# Balancing service quality and competitive pricing



## lukepighetti (Jan 8, 2017)

Hey guys, I'm thinking of getting into residential plowing and the one thing I am having trouble with is coming up with a pricing structure that balances service quality and price.

Let's say you have a full residential route. Often times cars are parked in the driveway.

It starts snowing at 12AM, and by 6AM there is 4" on the ground and another 6" predicted to end at 4PM. Municipal plow has come along and made a nice mess for your customers.

What would your strategy be, and what would you charge them based on your current residential contract? How big is your route and what equipment are you using?


----------



## ktfbgb (Jan 31, 2016)

If the city plow comes along after you plowed the drive, then the customer can call you to come back to clean up the berm for a full price service call. This applies to my commercial and residential customers.


----------



## SnoFarmer (Oct 15, 2004)

lukepighetti said:


> Hey guys, I'm thinking of getting into residential plowing and the one thing I am having trouble with is coming up with a pricing structure that balances service quality and price.


Why? What are your costs? Ins etc etc.
Are you selling per push, sounds like it, have you thought about seasional pricing?



lukepighetti said:


> Let's say you have a full residential route. Often times cars are parked in the driveway.

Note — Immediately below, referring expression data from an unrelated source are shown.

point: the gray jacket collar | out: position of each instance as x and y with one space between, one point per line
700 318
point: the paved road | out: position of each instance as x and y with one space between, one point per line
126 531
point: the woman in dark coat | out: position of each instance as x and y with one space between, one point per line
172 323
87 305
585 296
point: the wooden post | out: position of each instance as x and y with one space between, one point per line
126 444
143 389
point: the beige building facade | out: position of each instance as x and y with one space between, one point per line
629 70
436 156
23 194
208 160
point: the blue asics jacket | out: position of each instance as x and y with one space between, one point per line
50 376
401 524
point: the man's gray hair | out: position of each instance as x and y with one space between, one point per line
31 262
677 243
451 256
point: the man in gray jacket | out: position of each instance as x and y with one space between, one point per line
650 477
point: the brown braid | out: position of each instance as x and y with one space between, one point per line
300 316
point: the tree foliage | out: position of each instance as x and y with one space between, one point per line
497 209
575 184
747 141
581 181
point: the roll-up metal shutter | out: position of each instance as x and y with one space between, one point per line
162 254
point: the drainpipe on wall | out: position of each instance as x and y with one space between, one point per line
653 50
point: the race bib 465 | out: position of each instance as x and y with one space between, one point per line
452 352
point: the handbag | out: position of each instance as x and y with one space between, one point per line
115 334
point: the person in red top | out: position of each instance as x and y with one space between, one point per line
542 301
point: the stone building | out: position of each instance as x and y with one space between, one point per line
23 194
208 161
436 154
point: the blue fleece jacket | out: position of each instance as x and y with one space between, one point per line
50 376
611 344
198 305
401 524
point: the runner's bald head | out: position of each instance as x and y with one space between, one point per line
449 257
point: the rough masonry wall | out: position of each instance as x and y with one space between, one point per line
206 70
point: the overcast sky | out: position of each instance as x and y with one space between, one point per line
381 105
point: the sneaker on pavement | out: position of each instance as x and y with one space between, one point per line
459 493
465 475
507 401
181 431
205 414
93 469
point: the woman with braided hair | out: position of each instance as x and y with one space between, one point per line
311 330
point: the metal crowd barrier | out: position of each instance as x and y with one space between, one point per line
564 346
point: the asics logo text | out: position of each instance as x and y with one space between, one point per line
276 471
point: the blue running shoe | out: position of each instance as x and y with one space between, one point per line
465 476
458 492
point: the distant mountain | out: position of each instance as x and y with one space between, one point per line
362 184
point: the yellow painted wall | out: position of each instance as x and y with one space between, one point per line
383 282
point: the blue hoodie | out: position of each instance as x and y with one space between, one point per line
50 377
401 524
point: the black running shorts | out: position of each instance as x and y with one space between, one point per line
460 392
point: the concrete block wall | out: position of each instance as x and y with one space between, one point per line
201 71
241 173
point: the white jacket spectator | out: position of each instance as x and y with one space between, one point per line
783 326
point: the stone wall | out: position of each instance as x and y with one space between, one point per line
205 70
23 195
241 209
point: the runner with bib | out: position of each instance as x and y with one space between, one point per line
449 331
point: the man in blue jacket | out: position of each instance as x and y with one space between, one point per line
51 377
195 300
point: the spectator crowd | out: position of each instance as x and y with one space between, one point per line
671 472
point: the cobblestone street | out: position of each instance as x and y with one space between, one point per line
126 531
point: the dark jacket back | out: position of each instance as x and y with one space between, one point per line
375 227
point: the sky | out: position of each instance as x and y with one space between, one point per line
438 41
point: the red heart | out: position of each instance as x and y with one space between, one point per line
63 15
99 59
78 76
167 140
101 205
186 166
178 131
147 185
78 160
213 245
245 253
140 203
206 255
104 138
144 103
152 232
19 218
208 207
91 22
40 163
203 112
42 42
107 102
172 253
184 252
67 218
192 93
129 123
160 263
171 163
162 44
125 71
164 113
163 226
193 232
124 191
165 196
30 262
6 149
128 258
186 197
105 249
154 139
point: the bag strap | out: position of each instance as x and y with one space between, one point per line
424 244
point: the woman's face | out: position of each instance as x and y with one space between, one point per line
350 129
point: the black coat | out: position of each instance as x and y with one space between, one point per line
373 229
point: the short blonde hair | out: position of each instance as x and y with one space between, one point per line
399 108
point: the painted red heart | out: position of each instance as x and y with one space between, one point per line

So, I plow snow, not cars.
I'm not responsibel for vehicles or objects left in the drive.



lukepighetti said:


> It starts snowing at 12AM, and by 6AM there is 4" on the ground and another 6" predicted to end at 4PM. Municipal plow has come along and made a nice mess for your customers.


Why isn't the drive cleared before 6 am, don't your clients have jobs to go to?
Then plow again before they get home from work.

Then I'll open up the drives if the city plow has closed them in as needed.



lukepighetti said:


> What would your strategy be, and what would you charge them based on your current residential contract? How big is your route and what equipment are you using?


Every customer payes a diffrent seasional rate based on the size of the drive & difficulty.
Extras are salt and or shoveling at a additional fee.
A compact multi drive route.
A snowplow, shovels, ice scrapper, snowblower, truck , blinkey light,


----------



## lukepighetti (Jan 8, 2017)

Hey snofarmer,

If you show up to a home and the cars are in the drive, do you plow what you can and charge full price?

So it sounds like you'd do two pushes, one ideally before 4" accumulates and before they go to work, and once before they get home from work.

Where do you draw the line? What if it snows 2" after they return and you know their cars are going to still be there, and municipal brings in more snow?

I guess a better question would be, "what is the most pushes you did for the least amount of snow? what circumstances caused this?"


----------



## SnoFarmer (Oct 15, 2004)

Yes I did charge full price, but this can lead to disagreements. When chargeing on a perpush basises 

You have to decide on a trigger depth .
I recomend not letting it get over 2" for the am push.
Because they will complain about packed snow Turing to ice if they are allowed to drive on it.
Not everyone will shovel their drive....

If I was doing per push. You would have 2 service calls and One free drive-by to open the entrance if needed.

I'm all pre pay seasional. this way I'm not held hostage by the weather.


----------